Workers’ rights need fighting for

As Unite members who are airport baggage handlers, check-in staff and cargo crew at Swissport and BA mixed fleet cabin crew join workers at Southern Rail, Crown Post Offices, Royal Mail’s Accrington Delivery Office and Weetabix in potential strike action over Christmas, while our own action at Fujitsu continues, backbench Tories are baying for ever greater restrictions on workers’ rights.

The United Kingdom has some of the worst anti-union laws in Europe, put in place by Tory governments and left in place by New Labour. While employers have the flexibility to make changes quickly, workers face innumerable obstacles if they want to resist.

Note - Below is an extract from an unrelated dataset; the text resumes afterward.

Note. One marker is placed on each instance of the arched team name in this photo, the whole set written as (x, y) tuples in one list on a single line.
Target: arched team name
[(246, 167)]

If workers want to strike, complex notification rules create delays and opportunities for injunctions. The delays really matter, as many “perishable” issues become fait accompli before workers can legally take any action. In England, Scotland and Wales employers can push through even the biggest redundancies in just 45 days. Today my own employer, Fujitsu, informed reps that it proposes to make the first of its 1800 UK job cuts on 17th February in parts of the company where workers don’t yet have union recognition.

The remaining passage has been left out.